The same should be true for the Schema.org export and other exports. In the Schema.org export of a dataset published today, we can see changes that were made when v5.13 was applied to Harvard Dataverse. Those changes don't show up in those two dataset exports I mentioned earlier and probably many datasets in Harvard Dataverse whose latest versions were published before v5.13 was applied to Harvard Dataverse.

lmaylein commented 2 months ago

This bug still exists in v6.2. Is it possible to fix it? As a result of this bug, the metadata of all DOIs registered with Datacite are also incorrect.

jggautier commented 2 months ago

Hi @lmaylein. Thanks for asking! I think that the more recent work described in the GitHub issue at https://github.com/IQSS/dataverse/issues/5889 will fix this bug. Specifically, the OpenAIRE export doesn't include these parentheses, so in a comment in that GitHub issue I proposed that the merged export also wouldn't include the parentheses around the affiliations of the Author metadata field. And I imagine that parentheses will not be included around the affiliations of the other fields that describe people or organizations, too, such as Point of Contact, Contributor, Producer, and Distributor.

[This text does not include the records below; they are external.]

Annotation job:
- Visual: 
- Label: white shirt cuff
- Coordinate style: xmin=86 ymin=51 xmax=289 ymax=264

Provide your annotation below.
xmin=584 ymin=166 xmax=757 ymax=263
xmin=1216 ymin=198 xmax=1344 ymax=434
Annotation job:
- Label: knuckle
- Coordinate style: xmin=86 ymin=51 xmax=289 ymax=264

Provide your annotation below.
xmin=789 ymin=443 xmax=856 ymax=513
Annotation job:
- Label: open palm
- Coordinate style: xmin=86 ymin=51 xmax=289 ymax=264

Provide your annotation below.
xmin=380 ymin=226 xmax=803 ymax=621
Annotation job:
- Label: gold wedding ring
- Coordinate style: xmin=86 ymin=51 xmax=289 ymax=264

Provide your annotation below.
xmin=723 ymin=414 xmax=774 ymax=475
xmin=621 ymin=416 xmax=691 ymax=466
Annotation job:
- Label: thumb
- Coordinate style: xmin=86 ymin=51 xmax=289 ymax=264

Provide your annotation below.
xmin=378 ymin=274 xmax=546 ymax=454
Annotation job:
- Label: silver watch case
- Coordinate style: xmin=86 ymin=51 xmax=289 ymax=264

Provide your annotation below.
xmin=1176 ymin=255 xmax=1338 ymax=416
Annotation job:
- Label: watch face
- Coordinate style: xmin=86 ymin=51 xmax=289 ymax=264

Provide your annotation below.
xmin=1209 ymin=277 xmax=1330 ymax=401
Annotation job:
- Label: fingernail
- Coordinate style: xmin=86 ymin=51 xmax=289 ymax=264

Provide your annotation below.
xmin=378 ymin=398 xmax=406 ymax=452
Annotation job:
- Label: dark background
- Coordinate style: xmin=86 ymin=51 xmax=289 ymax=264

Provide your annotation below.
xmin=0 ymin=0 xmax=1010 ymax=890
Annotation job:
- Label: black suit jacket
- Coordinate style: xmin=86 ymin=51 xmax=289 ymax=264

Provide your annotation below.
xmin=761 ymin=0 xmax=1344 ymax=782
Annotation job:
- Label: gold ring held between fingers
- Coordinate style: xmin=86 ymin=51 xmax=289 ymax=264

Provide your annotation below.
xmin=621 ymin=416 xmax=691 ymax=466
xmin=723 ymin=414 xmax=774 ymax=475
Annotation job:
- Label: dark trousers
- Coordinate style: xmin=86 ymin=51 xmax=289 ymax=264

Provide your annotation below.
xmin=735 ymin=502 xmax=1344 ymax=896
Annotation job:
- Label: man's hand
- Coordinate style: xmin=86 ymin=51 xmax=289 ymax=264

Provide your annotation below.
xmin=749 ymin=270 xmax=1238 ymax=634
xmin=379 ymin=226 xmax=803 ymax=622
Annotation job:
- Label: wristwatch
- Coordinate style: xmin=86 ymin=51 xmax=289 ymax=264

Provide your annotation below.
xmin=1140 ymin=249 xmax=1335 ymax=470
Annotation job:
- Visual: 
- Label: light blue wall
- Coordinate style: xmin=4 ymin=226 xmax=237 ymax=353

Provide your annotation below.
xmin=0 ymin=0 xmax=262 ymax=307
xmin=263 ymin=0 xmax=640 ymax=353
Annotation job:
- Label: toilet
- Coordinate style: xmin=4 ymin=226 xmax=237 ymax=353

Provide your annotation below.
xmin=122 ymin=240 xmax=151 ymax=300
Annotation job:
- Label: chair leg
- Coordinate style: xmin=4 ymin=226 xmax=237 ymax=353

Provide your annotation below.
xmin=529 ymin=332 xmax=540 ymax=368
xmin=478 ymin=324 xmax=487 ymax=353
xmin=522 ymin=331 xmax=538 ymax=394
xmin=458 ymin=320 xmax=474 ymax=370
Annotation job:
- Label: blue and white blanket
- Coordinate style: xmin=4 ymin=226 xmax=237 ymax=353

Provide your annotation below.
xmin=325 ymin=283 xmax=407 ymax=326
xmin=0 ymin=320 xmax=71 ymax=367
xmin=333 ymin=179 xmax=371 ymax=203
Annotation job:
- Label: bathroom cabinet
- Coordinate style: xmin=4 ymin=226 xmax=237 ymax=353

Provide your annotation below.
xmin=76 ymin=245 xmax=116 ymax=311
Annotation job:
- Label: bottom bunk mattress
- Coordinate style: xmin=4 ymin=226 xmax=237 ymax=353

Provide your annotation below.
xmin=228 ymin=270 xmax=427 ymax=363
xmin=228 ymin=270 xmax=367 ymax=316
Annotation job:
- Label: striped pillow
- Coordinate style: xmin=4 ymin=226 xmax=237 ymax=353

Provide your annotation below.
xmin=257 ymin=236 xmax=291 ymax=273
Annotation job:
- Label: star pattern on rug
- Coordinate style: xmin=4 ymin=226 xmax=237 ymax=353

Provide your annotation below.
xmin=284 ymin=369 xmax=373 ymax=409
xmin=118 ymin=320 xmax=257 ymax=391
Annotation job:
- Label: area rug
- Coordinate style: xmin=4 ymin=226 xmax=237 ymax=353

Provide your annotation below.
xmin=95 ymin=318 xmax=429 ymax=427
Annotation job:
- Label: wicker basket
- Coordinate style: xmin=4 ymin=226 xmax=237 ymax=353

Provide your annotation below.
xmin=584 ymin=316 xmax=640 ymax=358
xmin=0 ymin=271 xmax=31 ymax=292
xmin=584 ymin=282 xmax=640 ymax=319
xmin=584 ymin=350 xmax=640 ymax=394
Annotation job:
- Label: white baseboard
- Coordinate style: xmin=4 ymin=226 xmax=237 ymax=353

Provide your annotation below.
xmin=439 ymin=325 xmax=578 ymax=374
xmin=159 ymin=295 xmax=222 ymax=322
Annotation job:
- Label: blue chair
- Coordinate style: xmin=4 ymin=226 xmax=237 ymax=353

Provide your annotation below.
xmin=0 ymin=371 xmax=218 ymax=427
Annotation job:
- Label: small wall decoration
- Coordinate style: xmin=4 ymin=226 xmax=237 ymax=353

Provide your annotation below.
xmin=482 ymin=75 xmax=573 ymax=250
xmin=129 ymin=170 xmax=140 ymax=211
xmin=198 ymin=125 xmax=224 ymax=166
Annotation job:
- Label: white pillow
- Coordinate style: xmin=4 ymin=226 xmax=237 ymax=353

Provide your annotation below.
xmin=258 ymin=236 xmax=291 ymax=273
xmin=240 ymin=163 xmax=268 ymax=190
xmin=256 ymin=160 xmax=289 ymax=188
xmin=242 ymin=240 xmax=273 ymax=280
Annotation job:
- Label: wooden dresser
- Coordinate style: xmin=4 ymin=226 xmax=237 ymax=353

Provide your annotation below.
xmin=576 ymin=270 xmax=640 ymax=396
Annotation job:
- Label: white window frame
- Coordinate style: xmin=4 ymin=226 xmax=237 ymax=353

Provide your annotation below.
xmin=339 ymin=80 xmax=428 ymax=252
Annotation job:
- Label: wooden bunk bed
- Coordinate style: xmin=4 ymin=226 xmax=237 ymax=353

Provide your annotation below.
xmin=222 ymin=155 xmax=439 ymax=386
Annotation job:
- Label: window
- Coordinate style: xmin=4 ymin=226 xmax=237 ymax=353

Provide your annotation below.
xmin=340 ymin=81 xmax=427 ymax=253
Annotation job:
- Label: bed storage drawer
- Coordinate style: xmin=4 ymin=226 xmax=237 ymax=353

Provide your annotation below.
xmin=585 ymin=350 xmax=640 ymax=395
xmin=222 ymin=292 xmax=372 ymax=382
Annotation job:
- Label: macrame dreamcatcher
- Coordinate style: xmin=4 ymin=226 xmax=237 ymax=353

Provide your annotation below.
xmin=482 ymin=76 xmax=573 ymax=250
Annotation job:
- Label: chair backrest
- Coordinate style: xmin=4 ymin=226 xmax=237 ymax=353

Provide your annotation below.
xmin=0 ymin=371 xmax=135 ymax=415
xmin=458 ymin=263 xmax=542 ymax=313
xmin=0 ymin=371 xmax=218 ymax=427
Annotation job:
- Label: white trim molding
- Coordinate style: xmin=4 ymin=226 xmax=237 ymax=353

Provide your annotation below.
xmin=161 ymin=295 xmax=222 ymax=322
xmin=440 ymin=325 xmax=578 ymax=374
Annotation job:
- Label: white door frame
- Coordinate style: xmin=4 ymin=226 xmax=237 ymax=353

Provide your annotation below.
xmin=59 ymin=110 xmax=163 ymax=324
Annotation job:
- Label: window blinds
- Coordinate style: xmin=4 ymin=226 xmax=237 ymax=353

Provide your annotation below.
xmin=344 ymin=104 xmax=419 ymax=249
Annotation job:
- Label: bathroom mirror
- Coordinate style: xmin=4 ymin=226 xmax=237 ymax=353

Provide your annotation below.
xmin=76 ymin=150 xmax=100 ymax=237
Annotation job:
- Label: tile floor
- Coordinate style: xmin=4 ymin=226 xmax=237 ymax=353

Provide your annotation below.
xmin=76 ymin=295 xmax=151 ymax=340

pdurbin commented 2 months ago

As far as I can tell, in the Schema.org exports of all datasets published more recently, the author affiliations don't have parentheses.

Is the fix to re-export datasets? https://guides.dataverse.org/en/6.3/admin/metadataexport.html#batch-exports-through-the-api

Do we know which PR fixed it, by removing the parentheses (if it is indeed fixed)?

qqmyers commented 2 months ago

Schema.org was fixed in #9089. The problem for DataCite is that the displayValue for affiliation is sent to DataCite - see https://github.com/IQSS/dataverse/blob/a466c97d02e84160c75529b915bda5c664e38ec9/src/main/java/edu/harvard/iq/dataverse/pidproviders/doi/XmlMetadataTemplate.java#L163. I'm addressing it in #10615, #10632 (which need updates), but it could be addressed separately, or ~worked around by removing the parens in the formatting at https://github.com/IQSS/dataverse/blob/a466c97d02e84160c75529b915bda5c664e38ec9/scripts/api/data/metadatablocks/citation.tsv#L13 and resending the metadata to DataCite using the API (and assuming display without parens is OK).

pdurbin commented 2 months ago

Oh, the displayValue. Thanks.

Hmm, I assume the parens are there in the displayValue for a reason. That is, we probably shouldn't remove them.

@qqmyers I'm fine with waiting for one of your PRs above. If you address this bug in one of them, please use the normal "closes #9330" syntax so this issue goes through QA.